Les cellules souches mésenchymateuses sont utilisées en clinique depuis une quinzaine d’année pour traiter différentes pathologies humaines. Elles sont décrites au niveau de la moelle osseuse comme assurant le maintien des niches de cellules souches hématopoïétiques en contrôlant notamment leur différenciation. Elles ont été identifiées et isolées à partir de nombreux tissus et organes de part leur présence dans le stroma et plus particulièrement autour des vaisseaux. Elles présentent des effets thérapeutiques majeurs par leurs propriétés de cellules souches, c’est-à-dire, pour remplacer des cellules spécialisées de certains tissus, mais plus particulièrement pour leur activité paracrine. Elles sécrètent une grande quantité de molécules et de facteurs de croissance leur conférant des propriétés intéressantes dans les processus de réparation et régénération de nombreux tissus.
La Thérapie Cellulaire
Définition
Selon le Code de la Santé publique (CSP), « la thérapie cellulaire concerne les produits biologiques à effet thérapeutique issus de préparation de cellules vivantes humaines ou animales » (article L. 1243-1 du CSP). La thérapie cellulaire ou cytothérapie substitutive appartient à la famille des biothérapies, ensemble de thérapeutiques basées sur la manipulation ex vivo de cellules issues de leur organe d’origine (Figure 1). Elle consiste en la prévention ou au traitement de pathologies humaines par greffe de cellules souches ou différenciées visant à remplacer, réparer ou restaurer la fonction d’un tissu ou d’un organe lésé par un accident, une pathologie ou le vieillissement. Les cellules qui font l’objet de la thérapie ont été choisies afin de pouvoir être multipliées/traitées/modifiées ex vivo. La thérapie cellulaire est associée à trois grands types d’approche thérapeutique : la médecine régénératrice, l’immunothérapie ou la cancérologie notamment pour le traitement des leucémies.
Historique
La transfusion sanguine est considérée comme la première thérapie cellulaire. Elle remonte à l’année 1492 où le pape Innocent VIII aurait bu le sang de 3 jeunes gens d’une dizaine d’années pour se redonner vigueur. Les trois garçons moururent et le traitement apporta la mort également au pape (Figure 2). La notion de groupes sanguins A, B, O ne sera découverte que quatre siècles plus tard par Karl Landsteiner.

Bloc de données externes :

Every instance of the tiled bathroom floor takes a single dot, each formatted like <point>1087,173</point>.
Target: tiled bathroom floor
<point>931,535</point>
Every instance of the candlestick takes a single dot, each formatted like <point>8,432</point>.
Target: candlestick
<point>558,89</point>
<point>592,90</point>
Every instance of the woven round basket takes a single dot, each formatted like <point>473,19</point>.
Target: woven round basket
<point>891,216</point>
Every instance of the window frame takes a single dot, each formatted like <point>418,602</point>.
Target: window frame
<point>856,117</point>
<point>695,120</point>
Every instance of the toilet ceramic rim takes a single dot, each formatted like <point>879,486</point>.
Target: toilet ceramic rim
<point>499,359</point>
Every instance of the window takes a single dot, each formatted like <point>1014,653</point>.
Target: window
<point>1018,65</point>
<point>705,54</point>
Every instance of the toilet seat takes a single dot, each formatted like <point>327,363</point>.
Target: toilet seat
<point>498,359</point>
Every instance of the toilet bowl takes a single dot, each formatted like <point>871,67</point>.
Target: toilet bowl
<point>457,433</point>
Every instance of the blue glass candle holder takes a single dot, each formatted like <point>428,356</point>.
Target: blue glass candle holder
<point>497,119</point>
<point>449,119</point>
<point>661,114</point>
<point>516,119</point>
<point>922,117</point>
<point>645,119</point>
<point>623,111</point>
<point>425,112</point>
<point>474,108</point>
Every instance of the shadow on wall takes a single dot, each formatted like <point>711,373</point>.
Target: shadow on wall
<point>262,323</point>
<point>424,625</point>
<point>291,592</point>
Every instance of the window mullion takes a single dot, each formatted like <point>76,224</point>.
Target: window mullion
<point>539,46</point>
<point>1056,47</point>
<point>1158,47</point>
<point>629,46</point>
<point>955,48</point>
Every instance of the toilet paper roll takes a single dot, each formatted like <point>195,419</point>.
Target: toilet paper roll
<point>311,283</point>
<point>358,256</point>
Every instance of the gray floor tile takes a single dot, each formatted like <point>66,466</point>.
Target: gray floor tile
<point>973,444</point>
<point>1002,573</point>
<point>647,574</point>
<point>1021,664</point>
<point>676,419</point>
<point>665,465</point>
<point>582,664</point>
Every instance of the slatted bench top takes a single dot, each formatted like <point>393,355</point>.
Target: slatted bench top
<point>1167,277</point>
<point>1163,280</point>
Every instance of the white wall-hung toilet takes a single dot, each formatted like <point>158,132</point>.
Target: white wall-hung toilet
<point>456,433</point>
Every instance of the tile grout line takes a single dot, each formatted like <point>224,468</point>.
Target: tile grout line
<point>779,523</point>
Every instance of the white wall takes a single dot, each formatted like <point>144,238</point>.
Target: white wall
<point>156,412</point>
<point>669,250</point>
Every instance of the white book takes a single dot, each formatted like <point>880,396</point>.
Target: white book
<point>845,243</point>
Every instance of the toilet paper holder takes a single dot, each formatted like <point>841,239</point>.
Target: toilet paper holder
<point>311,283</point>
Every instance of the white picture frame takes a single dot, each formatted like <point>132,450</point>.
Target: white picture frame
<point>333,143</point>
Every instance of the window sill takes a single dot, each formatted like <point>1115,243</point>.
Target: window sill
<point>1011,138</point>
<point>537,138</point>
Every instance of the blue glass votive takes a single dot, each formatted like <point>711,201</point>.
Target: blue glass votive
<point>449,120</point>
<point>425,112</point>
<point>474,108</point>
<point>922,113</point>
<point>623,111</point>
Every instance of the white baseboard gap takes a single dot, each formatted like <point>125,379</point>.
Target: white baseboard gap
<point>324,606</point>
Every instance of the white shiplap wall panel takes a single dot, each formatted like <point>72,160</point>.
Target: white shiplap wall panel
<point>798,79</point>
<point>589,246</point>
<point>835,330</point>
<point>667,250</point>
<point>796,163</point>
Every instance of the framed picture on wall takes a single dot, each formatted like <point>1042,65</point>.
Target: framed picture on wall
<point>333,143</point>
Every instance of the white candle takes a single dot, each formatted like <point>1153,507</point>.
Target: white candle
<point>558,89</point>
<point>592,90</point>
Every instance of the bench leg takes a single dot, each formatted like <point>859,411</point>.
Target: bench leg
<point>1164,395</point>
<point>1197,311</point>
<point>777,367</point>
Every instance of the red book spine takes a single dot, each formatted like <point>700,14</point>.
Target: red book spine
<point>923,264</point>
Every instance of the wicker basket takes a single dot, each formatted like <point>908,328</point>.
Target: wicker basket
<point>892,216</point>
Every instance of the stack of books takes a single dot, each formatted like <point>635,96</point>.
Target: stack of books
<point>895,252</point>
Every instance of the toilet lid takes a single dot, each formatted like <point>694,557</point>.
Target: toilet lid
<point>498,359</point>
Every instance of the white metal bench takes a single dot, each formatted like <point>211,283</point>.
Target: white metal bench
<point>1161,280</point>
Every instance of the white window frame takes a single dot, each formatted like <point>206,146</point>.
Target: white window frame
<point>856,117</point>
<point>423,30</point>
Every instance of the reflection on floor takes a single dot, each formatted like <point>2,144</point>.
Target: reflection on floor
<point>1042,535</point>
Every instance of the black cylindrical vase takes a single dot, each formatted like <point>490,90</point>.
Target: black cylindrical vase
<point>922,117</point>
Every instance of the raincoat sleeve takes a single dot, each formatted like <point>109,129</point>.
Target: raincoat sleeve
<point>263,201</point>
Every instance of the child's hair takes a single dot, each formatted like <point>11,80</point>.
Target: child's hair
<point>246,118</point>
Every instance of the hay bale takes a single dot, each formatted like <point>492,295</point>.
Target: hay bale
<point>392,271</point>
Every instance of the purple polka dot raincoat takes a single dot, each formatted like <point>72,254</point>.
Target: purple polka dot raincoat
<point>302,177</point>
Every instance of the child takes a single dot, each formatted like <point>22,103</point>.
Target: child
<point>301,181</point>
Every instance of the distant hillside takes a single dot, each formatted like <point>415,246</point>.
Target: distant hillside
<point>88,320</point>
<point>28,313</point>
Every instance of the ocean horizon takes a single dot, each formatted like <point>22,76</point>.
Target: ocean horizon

En 1958, cinq physiciens yougoslaves furent irradiés accidentellement par un réacteur nucléaire provoquant une diminution drastique de toutes leurs cellules sanguines mettant en jeu leur survie. Le concept des premières greffes de moelle osseuse fut mis en application à cette occasion en France. L’intervention sauvera quatre des patients irradiés, « des tentatives certes téméraires, mais pas infondées » conclurent les auteurs de l’intervention. Cette même année fut identifié les groupes HLA (Human Leucocyte Antigen) par Jean Dausset. Cette découverte ne résoudra pas tous les problèmes liés au risque de rejet mais permit le succès des premières véritables greffes au Fred Hutchison Cancer Center de Seattle dans les années 60 par Donnall Thomas . Afin de résoudre les problèmes liés aux rejets de greffes (GvHD : graft versus host disease), la solution la plus évidente fut la réalisation de greffes autologues qui apparurent en 1976 pour la première fois. La congélation des cellules de la moelle du patient avant l’aplasie induite par les traitements de chimio- et radiothérapie sera réalisée afin de pouvoir greffer l’échantillon cellulaire à son propre donneur. Cette alternative permettra, effectivement, de s’affranchir des rejets de greffe, cependant, l’échantillon cellulaire greffé peut contenir des cellules pathologiques ce qui favorisera le risque de rechute. Cependant, la greffe allogénique est indispensable pour le traitement de pathologies hématologiques au cours de laquelle l’effet GVL (graft versus leukemia) est recherché dans un but thérapeutique au prix d’un effet GvHD qu’il faudra maitriser par des immunosuppresseurs. En 1979, les premières greffes de peau sont réalisées grâce à des cultures de kératinocytes.
Principes généraux
Un protocole général de thérapie cellulaire se déroule en cinq étapes :
1. Le prélèvement des cellules soit chez le patient à traiter, soit chez un donneur.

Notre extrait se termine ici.